It seems to me that for too long we have been indoctrinated according to what the hierarchy of the Church deemed sacred or profane. Like small children we have believed that in order to live a righteous life we had to name ourselves sinful beings, beg forgiveness for our wrongdoings, accept the inappropriate guilt, live in separation from grace—“Lord I am not worthy”—and believe we were never good enough, no matter how hard we tried to be like Jesus.

On the whole, we begged for forgiveness from a father who seemed not to listen. For many of us, this was the replica of an earthly father, the absent father.

I lived this half-life of victim as a young Catholic girl in the 1950s and truly embraced it as a nun who had offered her young immature life to Jesus as a sacrificial offering so that he might rescue her. For me at the time, the possibility of finding refuge within myself was impossible.

We learnt early on in our Catholic education that whatever was earth-born was sinful and all that was formless, without a clay body, was good and holy.
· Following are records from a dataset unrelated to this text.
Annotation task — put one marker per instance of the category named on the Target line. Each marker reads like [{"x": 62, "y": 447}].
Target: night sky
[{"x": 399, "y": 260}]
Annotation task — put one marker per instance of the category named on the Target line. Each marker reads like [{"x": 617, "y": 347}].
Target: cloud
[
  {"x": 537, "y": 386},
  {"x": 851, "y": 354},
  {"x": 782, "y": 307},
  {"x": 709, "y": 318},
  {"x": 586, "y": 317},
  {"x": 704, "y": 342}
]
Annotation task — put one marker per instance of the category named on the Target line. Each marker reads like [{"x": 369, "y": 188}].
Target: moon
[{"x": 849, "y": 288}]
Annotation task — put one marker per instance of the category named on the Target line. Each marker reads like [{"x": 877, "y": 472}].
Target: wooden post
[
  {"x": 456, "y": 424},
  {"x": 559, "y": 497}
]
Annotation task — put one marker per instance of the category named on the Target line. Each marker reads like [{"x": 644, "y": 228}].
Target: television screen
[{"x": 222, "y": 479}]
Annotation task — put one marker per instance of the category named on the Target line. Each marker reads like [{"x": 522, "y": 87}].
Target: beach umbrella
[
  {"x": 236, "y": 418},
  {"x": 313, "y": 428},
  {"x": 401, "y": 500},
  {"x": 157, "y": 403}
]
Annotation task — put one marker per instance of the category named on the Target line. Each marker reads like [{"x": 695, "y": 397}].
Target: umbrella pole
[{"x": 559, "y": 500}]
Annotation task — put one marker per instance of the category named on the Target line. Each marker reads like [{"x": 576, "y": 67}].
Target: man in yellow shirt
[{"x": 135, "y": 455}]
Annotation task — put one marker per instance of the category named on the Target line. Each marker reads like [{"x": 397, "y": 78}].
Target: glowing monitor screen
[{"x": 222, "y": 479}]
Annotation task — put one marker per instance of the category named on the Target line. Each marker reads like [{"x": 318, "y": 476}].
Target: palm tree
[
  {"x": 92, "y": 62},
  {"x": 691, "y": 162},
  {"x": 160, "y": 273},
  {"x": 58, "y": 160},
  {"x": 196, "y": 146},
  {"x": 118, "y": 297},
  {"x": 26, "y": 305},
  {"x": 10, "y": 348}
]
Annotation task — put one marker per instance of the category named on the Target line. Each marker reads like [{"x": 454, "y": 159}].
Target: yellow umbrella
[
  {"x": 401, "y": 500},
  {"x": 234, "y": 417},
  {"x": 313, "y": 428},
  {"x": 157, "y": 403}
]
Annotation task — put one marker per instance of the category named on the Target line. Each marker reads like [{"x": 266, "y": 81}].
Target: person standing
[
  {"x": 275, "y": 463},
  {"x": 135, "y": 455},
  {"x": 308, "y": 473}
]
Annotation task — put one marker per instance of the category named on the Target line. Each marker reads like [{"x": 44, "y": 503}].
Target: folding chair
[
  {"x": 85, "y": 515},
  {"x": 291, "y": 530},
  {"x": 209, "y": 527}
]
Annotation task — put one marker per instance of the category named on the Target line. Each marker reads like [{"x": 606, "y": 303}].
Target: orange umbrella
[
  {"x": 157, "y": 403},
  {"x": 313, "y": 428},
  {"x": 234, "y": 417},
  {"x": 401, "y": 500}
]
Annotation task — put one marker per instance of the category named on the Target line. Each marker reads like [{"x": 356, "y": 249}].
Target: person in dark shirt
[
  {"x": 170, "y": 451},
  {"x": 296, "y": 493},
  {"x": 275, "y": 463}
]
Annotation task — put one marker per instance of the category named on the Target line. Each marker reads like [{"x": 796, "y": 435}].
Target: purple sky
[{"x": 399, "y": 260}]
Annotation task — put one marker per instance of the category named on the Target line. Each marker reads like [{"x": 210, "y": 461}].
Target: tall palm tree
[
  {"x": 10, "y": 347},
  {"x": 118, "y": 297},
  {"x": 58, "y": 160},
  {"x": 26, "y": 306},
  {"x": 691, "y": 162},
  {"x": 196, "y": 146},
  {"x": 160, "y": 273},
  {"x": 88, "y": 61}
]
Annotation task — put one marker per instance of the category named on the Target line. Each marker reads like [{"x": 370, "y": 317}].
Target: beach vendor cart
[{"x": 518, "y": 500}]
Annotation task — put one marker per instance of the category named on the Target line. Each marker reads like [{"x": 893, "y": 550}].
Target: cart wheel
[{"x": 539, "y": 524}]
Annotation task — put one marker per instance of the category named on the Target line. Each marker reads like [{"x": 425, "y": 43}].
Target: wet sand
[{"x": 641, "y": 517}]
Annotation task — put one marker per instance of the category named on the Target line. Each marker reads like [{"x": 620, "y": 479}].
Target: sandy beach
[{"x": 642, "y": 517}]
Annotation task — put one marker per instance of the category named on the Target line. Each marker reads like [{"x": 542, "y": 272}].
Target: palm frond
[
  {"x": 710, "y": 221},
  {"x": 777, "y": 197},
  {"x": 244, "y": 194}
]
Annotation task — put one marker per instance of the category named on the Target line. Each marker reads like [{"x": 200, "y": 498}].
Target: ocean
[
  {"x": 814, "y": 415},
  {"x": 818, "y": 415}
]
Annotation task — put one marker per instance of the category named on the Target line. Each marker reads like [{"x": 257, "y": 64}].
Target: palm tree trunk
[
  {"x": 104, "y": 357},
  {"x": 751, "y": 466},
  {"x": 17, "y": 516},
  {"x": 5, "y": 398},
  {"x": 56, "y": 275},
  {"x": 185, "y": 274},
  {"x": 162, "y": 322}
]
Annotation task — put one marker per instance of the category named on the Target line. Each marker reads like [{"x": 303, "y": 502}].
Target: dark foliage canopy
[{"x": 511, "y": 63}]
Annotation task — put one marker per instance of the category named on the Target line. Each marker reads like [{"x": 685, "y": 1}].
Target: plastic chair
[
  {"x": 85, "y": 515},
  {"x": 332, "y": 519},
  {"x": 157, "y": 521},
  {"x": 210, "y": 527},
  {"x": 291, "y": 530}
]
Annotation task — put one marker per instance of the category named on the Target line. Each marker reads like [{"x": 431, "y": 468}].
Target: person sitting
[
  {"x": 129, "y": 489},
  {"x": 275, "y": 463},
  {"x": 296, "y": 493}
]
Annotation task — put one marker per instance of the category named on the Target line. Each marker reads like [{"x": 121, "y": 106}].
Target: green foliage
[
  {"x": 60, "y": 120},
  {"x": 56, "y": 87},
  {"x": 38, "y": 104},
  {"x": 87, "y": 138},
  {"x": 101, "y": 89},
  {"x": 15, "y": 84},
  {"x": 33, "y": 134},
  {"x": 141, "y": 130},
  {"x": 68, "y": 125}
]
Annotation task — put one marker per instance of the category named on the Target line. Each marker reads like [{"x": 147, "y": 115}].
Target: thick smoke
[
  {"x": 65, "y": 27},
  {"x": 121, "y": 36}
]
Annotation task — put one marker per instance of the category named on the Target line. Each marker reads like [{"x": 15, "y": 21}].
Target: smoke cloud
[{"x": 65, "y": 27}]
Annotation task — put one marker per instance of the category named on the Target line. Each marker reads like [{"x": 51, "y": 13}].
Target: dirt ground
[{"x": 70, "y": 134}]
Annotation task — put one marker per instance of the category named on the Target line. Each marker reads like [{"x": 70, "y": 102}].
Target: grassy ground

It was difficult to see how the divine and mere clay could possibly co-exist in humanity. The sacred was also directional and that direction was upwards. The profane took a downward route.

Heaven or Hell -- Our Only Options?

Humanity was both earth born and into earth interred. Our light shadows, our golden selves, our divinity was never owned and never integrated, nor was the body deemed sacred. Women’s bodies in particular were seen as impure, ungodly and agents of sin. Therefore we kept looking outside ourselves for God. The hierarchical trajectory of holiness from Pope to parish priest persisted throughout. These men were our intermediaries with God without whose instructions one could not live a good and holy life.
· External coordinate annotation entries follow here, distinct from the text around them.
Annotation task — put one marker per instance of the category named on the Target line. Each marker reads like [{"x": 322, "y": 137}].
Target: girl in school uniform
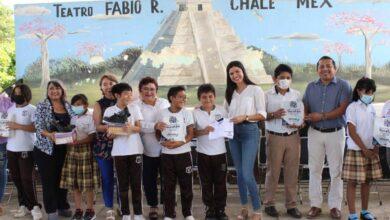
[
  {"x": 80, "y": 171},
  {"x": 361, "y": 163}
]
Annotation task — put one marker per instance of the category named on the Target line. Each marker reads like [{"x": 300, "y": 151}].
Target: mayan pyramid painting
[{"x": 193, "y": 46}]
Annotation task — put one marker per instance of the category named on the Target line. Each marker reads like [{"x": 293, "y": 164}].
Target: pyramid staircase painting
[{"x": 194, "y": 46}]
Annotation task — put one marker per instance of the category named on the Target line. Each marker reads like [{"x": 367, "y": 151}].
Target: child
[
  {"x": 19, "y": 150},
  {"x": 176, "y": 158},
  {"x": 80, "y": 172},
  {"x": 212, "y": 163},
  {"x": 127, "y": 151},
  {"x": 361, "y": 164}
]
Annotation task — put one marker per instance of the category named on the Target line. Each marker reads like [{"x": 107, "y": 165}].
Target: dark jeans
[
  {"x": 129, "y": 172},
  {"x": 21, "y": 165},
  {"x": 177, "y": 167},
  {"x": 151, "y": 169},
  {"x": 212, "y": 173},
  {"x": 50, "y": 166}
]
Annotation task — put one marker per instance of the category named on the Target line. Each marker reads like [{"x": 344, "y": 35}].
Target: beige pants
[{"x": 282, "y": 150}]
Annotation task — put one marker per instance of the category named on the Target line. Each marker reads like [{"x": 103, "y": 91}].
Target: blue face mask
[
  {"x": 78, "y": 110},
  {"x": 367, "y": 99}
]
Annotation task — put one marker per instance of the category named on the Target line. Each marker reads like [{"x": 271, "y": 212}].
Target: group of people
[{"x": 99, "y": 157}]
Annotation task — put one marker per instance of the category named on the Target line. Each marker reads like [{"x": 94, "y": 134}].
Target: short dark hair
[
  {"x": 25, "y": 91},
  {"x": 120, "y": 87},
  {"x": 363, "y": 83},
  {"x": 173, "y": 91},
  {"x": 326, "y": 58},
  {"x": 282, "y": 68},
  {"x": 205, "y": 88},
  {"x": 147, "y": 80},
  {"x": 80, "y": 97}
]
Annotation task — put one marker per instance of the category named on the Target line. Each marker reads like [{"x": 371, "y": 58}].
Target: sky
[{"x": 278, "y": 31}]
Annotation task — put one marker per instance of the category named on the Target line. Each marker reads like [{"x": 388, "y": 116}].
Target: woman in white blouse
[{"x": 245, "y": 104}]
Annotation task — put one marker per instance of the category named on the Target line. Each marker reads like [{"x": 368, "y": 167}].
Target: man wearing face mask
[
  {"x": 326, "y": 100},
  {"x": 283, "y": 143}
]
Death also presented us with many problems as heaven or hell were the options afforded us, with purgatory as an in-between consideration if we had been half good! I sat at many a bedside of dear people believing they were going into the eternal flames of hell because they were not perfect.

My own parents died with such a terrifying belief. On her death bed my mother said to me, “Your way to God is love, mine is full of fear.” Those words pained my heart for a long time.

Renaming the Sacred in Our Everyday Lives

So what is it to rename the sacred in our everyday lives so that we can live our lives with joy and die in grace and freedom? I often ask myself what needs to be made sacred again in me. I am no longer a sacrificial offering!

So how do I name myself in the family of things? Do I name myself sacred or not worthy?

What is it to name myself sacred, holy? For me, it is to be made whole; a fully incarnated woman with identity and a personality infused with grace, living authentically and joyfully from soul. Being self-responsible for choices and knowing that all and everything in my world is only information for me.

How I interpret this information has to do with my own healed or unhealed psychology, from an integrated or disintegrated personality point of view. If I live daily with the Universal Heart pulsating alongside my human heart then I can literally embrace the suffering of the world and never burn out or tire from offering presence, because I will be vitalized by the streams of grace I receive from this overflowing chalice of compassion.

I see life itself as a sacrament of whole-making. Life contributes to our whole-making and to our holiness all the time. It is a continuous spiral affecting our spiritual evolution. And this spiritual evolution must also include our biology as it is not separate from our spirituality.

Shadowed Self

It would seem that what truly needs to be integrated in us as human beings, is the shadow self. It is asking not only for integration but for it to be made holy and to be deemed sacred. This may surprise many but until the shadow and lost self is welcomed into the house of love within, it will remain a stranger.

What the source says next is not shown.